Responding to Immigration Minister David Coleman’s announcement the Government has accepted fully or in part all seven recommendations of the Shergold Review into Australia’s integration, employment and settlement outcomes for refugees, Oxfam Australia Chief Executive Lyn Morgain said:
“Oxfam welcomes the Federal Government’s commitment to better support the settlement of refugees in Australia, in response to the recommendations of the long-awaited Shergold Review.
“We strongly support the Reviews’ finding that adequate access to support services – language, employment and education opportunities – are vital to settlement.
“Oxfam also welcomes Professor Shergold’s recommendations for complementary pathways to be set up for refugees to settle in Australia with the support of communities, businesses or universities, and agree that these must be additional places to the current humanitarian intake.
“Oxfam’s recent Stronger Together report also demonstrated that another way the Government can support the ‘good health’ of refugees is to make it easier for refugees and humanitarian migrants to be reunited with their families.
“Oxfam commissioned research, conducted by Monash University, found that refugees and humanitarian migrants who had been reunited with their families had a lower probability of mental illness and post-traumatic stress disorder (PTSD), and were more likely to be engaged in study or job training.
“I’ve seen just how stressful and hard it is for refugees settled in Australia to try and build a new life here when family members they love dearly – parents, sisters and brothers, aunts, uncles or cousins – are missing, living in danger in the war-torn countries they’ve fled or struggling to survive in a refugee camp on the other side of the world.

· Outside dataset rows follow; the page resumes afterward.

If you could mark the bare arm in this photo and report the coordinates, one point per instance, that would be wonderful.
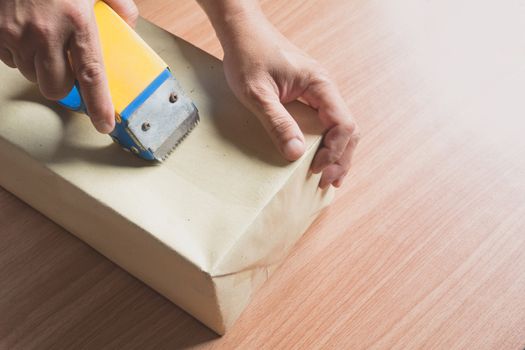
(265, 71)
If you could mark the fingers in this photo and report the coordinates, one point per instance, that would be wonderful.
(53, 72)
(88, 68)
(25, 62)
(335, 173)
(333, 148)
(335, 154)
(280, 125)
(126, 9)
(7, 57)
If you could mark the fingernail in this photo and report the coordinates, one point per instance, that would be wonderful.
(293, 149)
(103, 126)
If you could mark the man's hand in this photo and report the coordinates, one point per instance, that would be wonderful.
(265, 71)
(53, 43)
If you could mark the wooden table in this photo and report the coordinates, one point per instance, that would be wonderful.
(424, 246)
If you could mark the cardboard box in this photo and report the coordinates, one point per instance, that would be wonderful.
(205, 228)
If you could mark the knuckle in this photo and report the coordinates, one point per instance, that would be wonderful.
(254, 91)
(55, 91)
(76, 16)
(279, 127)
(90, 73)
(10, 32)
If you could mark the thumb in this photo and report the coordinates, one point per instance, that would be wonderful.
(280, 125)
(125, 9)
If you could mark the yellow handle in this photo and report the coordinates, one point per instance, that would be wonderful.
(131, 65)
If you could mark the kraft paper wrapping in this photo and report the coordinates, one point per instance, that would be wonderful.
(207, 227)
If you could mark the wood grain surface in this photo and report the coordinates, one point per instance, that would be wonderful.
(424, 246)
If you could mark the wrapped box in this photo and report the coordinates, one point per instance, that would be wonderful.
(207, 227)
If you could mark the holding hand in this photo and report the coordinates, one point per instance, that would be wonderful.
(266, 71)
(53, 43)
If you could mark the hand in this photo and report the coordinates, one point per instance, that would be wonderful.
(53, 43)
(264, 71)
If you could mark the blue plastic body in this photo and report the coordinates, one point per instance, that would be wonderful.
(121, 134)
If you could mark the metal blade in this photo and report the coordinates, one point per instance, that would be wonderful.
(164, 119)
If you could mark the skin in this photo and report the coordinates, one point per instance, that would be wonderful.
(54, 42)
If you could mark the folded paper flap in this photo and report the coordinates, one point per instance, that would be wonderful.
(202, 198)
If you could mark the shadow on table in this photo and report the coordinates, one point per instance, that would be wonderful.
(56, 292)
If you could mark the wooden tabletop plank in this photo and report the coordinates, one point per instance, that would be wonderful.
(424, 246)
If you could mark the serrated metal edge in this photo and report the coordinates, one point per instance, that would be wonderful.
(170, 151)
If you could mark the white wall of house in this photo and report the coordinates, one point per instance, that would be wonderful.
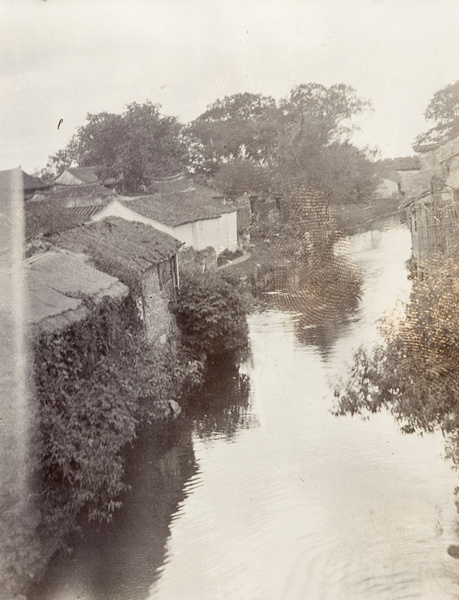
(386, 188)
(67, 178)
(219, 233)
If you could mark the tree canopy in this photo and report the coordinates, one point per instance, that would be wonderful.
(243, 142)
(136, 146)
(304, 138)
(443, 112)
(242, 126)
(414, 373)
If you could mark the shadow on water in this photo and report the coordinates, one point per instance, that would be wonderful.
(123, 559)
(324, 310)
(120, 560)
(222, 407)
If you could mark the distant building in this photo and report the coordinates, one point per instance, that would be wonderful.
(197, 216)
(434, 211)
(138, 255)
(77, 176)
(387, 187)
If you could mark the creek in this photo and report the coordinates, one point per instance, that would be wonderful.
(258, 492)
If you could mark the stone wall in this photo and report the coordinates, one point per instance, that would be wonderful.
(197, 261)
(159, 322)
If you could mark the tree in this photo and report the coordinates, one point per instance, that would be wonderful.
(238, 176)
(242, 126)
(316, 124)
(136, 146)
(211, 315)
(443, 111)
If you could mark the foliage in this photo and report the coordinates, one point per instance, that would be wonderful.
(443, 111)
(211, 314)
(309, 226)
(248, 142)
(314, 146)
(238, 176)
(134, 147)
(314, 116)
(242, 126)
(227, 256)
(414, 373)
(93, 382)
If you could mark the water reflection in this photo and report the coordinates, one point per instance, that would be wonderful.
(258, 491)
(119, 561)
(222, 407)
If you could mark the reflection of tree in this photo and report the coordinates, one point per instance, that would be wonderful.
(323, 300)
(120, 560)
(414, 373)
(222, 406)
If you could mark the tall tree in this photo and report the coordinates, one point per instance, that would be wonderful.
(137, 146)
(443, 112)
(242, 126)
(316, 124)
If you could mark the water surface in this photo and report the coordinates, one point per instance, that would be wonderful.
(259, 492)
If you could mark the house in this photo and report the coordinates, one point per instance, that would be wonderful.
(244, 215)
(63, 207)
(77, 176)
(405, 171)
(433, 212)
(58, 282)
(140, 256)
(388, 187)
(197, 216)
(70, 196)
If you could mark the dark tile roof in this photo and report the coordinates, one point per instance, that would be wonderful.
(175, 209)
(9, 178)
(49, 217)
(57, 281)
(86, 174)
(387, 166)
(90, 194)
(121, 248)
(176, 183)
(32, 183)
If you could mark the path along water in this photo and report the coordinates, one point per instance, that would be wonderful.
(259, 492)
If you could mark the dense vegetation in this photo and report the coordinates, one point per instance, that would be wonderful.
(414, 372)
(443, 112)
(242, 142)
(211, 314)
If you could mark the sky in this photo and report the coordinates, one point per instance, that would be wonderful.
(62, 59)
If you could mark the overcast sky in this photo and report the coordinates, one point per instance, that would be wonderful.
(61, 59)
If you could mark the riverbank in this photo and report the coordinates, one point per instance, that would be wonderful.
(259, 456)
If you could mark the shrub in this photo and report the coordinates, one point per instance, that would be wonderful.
(211, 315)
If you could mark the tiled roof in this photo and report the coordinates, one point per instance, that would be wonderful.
(48, 217)
(179, 208)
(57, 282)
(80, 195)
(32, 183)
(121, 248)
(168, 185)
(9, 179)
(86, 174)
(387, 166)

“The report, published in late August, also included comprehensive modelling by Deloitte Access Economics, which showed that settling more refugees and humanitarian migrants in Australia will increase overall GDP, demand for goods and services, and the number of jobs.
“What this report and the modelling from Deloitte Access Economics showed is that accepting more refugees is not only the right thing to do, but that supporting them as they settle in will boost the Australian economy as these new Australians become productive members of our society.
“Oxfam is calling on the Australian Government to increase the refugee intake to 44,000 by 2022/23 and to create within it a visa stream of 10,000 places annually that is specifically designed to make it easier for humanitarian migrants to be reunited with their family.
“Finally, Oxfam also agrees with Professor Shergold that the humanitarian program should prioritise the most vulnerable refugees through referrals from the UN Refugee Agency.”